Probablemente, la idea inicial de la autora es advertir del peligro de sobrepasar los límites lógicos de la ciencia, presentes en las tentaciones de muchos científicos, más en los tiempos que vivimos que en los años en que se escribió esta historia. La aberración que supone la falta de ética al maniobrar la vida humana. Véase el ejército innumerable de embriones congelados, desechados sin más, una vez que se han conseguido hijos de otros óvulos fecundados. ¿Alguien tiene una solución? La mentalidad abortista presente en un gran porcentaje de conciudadanos nuestros, que no entienden nada de la dignidad de la vida de la persona, incluidos los no nacidos, no va a tener ningún problema en destruir esos seres vivos si estorban.
Pero la tentación de construir a un hombre mucho más perfecto que nosotros está presente en muchos futuribles de científicos modernos, que afirman que “los ordenadores podrán combinar los puntos fuertes de la inteligencia humana con los puntos fuertes de las máquinas”. O que “hacia el final de esta década tendremos el hardware necesario para emular la inteligencia humana con superordenadores”. Y así siguiendo. Serán capaces de hacer el ciber hombre, pero lo que no puede el científico es dar la vida.

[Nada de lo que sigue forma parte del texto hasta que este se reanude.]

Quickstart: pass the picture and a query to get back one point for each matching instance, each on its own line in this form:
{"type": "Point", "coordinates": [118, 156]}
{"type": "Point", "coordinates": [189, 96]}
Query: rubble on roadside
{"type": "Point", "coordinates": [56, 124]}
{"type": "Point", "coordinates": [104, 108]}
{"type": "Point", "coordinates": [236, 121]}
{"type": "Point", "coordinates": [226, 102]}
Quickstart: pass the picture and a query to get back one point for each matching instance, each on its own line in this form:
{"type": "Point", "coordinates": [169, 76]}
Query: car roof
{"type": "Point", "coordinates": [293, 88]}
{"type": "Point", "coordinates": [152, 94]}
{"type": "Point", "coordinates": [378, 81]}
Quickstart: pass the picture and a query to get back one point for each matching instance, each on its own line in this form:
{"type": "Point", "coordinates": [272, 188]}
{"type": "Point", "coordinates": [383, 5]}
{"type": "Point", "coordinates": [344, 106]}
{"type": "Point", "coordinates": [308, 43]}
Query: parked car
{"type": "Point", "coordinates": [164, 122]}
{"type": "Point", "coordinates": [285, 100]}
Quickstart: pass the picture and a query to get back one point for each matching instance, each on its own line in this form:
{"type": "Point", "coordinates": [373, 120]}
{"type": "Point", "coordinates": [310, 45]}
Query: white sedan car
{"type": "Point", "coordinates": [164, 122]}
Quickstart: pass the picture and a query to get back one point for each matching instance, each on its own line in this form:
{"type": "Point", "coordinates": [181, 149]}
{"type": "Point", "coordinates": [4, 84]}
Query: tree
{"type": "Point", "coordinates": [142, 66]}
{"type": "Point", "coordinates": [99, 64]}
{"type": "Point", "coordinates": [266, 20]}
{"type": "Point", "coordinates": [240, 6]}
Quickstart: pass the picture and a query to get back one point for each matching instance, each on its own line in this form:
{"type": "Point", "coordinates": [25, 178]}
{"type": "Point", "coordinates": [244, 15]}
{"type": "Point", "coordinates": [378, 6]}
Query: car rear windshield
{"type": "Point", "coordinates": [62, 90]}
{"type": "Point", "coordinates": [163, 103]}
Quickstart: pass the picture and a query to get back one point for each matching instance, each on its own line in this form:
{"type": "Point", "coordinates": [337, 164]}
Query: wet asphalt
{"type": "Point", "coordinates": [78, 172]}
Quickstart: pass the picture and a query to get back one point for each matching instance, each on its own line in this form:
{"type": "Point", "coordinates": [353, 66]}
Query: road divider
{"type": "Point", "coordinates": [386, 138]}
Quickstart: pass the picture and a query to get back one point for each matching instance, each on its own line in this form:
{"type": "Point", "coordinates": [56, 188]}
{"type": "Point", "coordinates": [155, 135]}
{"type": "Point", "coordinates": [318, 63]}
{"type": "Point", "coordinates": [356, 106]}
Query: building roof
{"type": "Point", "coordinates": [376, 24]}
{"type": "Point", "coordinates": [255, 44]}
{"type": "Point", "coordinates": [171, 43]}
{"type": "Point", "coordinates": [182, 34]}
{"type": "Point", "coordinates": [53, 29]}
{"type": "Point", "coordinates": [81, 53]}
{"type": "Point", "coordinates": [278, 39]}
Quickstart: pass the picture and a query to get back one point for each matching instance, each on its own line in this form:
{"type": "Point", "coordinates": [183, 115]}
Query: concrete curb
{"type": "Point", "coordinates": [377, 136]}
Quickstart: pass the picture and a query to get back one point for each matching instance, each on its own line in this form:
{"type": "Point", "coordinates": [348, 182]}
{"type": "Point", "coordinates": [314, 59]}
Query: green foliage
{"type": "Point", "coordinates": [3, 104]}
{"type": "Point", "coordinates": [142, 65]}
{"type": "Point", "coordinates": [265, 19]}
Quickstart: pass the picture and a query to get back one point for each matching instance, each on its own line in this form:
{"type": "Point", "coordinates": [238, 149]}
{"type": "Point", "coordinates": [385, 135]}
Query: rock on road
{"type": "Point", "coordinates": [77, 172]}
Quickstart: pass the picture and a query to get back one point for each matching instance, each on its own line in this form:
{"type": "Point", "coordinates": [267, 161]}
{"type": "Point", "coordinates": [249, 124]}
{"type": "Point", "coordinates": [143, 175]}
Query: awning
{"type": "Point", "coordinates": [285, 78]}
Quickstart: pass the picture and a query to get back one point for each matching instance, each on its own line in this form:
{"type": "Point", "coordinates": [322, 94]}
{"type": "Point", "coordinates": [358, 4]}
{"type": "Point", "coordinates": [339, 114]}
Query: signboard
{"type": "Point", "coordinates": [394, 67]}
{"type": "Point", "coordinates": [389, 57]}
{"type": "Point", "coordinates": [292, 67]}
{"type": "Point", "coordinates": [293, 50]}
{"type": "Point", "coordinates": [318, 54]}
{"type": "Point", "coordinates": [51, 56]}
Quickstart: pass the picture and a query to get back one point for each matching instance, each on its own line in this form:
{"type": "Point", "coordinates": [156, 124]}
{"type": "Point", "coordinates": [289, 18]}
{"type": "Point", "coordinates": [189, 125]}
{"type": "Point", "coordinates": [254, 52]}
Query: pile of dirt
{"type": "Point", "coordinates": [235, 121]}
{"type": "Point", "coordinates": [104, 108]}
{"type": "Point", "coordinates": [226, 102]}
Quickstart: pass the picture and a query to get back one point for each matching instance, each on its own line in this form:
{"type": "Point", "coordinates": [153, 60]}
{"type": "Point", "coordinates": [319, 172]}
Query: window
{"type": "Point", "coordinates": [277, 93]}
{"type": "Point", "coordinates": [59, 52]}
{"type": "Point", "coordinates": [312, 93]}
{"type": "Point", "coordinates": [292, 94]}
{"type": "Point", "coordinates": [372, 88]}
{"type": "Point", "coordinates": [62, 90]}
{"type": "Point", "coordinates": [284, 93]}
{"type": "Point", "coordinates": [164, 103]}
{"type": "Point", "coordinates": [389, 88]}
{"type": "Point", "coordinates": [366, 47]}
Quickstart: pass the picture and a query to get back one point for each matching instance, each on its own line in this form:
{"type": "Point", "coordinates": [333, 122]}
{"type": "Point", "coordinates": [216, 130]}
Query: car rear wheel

Sin embargo creo que la idea subyacente en esta novela es la soledad. El monstruo creado por Víctor Frankenstein está condenado a vivir solo. Él se da cuenta desde el momento en que empieza a ser consciente de su vida. Va a quedar solo porque es repugnante a los ojos de cualquier persona, y porque el científico no está dispuesto a hacerle una compañera.
Aquel engendro pudo aprender algo sobre la vida espiando a una familia en una cabaña en el bosque. Espía durante meses, puede verlos sin ser visto, y se supone que en ese tiempo aprende a hablar, a leer, y sobre todo va entendiendo qué es una familia y cuáles son los sentimientos de cada uno de aquellos personajes que va conociendo. Un aprendizaje de la vida totalmente antinatural, porque no ha tenido infancia.
Todo esto no son más que historias imaginadas, pero nos muestra a un seudo hombre -todo es ficción- que quiere integrarse en la sociedad, y la sociedad no le admite. Los sentimientos del personaje son amables. Dedica bastante tiempo a conseguir leña para los habitantes de la cabaña, sin que ellos sepan quien lo ha hecho. Tiene el proyecto de mostrarse como “una buena persona” ante aquella familia cercana, que él llega a querer en la medida que los va conociendo. Él, que se ha visto reflejado en el agua y se da cuenta de su fealdad, hace planes para ser acogido a pesar de todo. Pero la primera vez que le ven quedan aterrorizados y lo expulsan con violencia.
Este monstruo amable hace favores a los hombres, salva la vida a una niña a punto de ahogarse, pero cuando quiere llevarla con su familia solo recibe un violento rechazo, porque es un monstruo. Eso hace que su bondad se vaya convirtiendo en rencor. Y todos los pormenores del resto de su vida tienen que ver con el odio a su creador, que le deja solo y repugnante. Víctor Frankenstein no es capaz de reconocer su culpa, y solo piensa en cómo destruir su obra. El engendro, en su soledad, se llena de odio y de violencia.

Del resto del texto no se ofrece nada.